Date: September 9 2022
Summary: What is streaming data and how it can be used in data science and other applications
Keywords: #archive #data #streaming
C. Huyen, “Introduction to streaming for data scientists,” Aug. 03, 2022. https://huyenchip.com//2022/08/03/stream-processing-for-data-scientists.html (accessed Sep. 02, 2022).
Streaming is an immensely important concept I have consistently found. I came to appreciate the concept more deeply by interacting with TranscodingStreams.jl to parse terabytes worth of data out of memory in a JSON format (shudders at the thought of this).
Once your data is stored in files, data lakes, or data warehouses, it becomes historical data.
Streaming data refers to data that is still flowing through a system, e.g. moving from one microservice to another.
Historical data is often processed in batch jobs — jobs that are kicked off periodically. For example, once a day, you might want to kick off a batch job to generate recommendations for all users. When data is processed in batch jobs, we refer to it as batch processing.
Stream processing refers to doing computation on streaming data.
Batch prediction means periodically generating predictions offline, before prediction requests arise.

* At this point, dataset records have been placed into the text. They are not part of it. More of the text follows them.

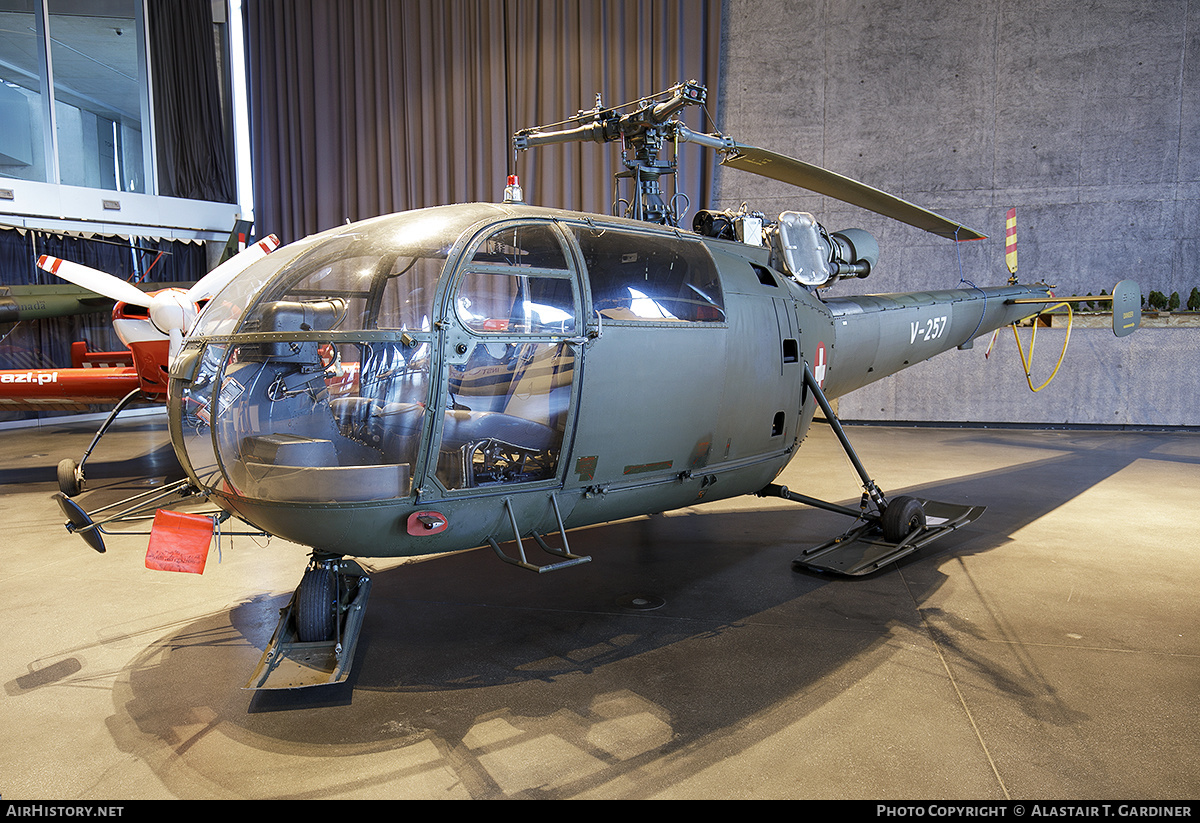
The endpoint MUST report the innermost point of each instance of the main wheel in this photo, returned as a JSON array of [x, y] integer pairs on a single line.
[[317, 605], [901, 517], [69, 478]]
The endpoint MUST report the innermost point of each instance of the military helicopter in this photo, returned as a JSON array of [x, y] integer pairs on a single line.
[[489, 374]]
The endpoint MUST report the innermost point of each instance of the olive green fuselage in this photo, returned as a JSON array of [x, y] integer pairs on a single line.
[[316, 416]]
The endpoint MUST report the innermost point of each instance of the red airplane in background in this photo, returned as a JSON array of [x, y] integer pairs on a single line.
[[150, 324]]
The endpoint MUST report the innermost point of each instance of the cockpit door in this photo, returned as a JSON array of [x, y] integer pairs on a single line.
[[509, 340]]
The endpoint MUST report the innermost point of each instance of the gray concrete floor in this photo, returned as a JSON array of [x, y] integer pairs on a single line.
[[1048, 650]]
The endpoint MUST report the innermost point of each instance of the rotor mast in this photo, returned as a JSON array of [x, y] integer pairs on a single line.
[[643, 132]]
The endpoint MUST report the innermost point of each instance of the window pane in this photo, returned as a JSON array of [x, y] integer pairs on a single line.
[[526, 246], [22, 142], [649, 277], [97, 95]]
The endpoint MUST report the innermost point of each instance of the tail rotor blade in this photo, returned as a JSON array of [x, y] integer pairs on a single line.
[[220, 277], [823, 181], [94, 280]]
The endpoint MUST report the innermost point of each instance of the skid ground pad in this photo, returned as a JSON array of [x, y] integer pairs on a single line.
[[863, 550]]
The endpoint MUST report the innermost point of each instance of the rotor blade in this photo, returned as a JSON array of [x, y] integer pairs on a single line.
[[220, 277], [94, 281], [823, 181]]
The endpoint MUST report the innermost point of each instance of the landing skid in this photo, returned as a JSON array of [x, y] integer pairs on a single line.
[[289, 662]]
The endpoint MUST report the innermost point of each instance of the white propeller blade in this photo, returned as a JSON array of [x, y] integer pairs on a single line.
[[95, 281], [220, 277]]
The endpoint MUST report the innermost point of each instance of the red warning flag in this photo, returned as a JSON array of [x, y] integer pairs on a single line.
[[179, 541]]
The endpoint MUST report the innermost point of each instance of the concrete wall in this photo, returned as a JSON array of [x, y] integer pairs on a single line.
[[1083, 115]]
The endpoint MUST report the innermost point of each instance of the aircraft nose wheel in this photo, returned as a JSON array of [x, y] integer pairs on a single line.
[[901, 517]]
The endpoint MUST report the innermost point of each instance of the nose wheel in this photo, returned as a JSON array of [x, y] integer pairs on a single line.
[[317, 604], [315, 641]]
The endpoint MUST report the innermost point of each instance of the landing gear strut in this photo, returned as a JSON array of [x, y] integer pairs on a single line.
[[71, 473]]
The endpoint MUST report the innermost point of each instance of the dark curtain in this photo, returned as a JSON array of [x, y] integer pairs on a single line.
[[378, 106], [193, 146]]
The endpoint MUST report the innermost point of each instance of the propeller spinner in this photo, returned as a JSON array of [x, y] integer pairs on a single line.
[[172, 311]]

Online prediction means generating predictions on-demand, after prediction requests arise.
One of the features you might use is the average price of all the items this user has looked at in the last 30 minutes. This is an online feature – it needs to be computed on online data (as opposed to being pre-computed on historical data)
This “easy” way is stateless, which means that each computation is independent from the previous one.
Stateful stream processing can avoid redundancy, hence faster and cheaper.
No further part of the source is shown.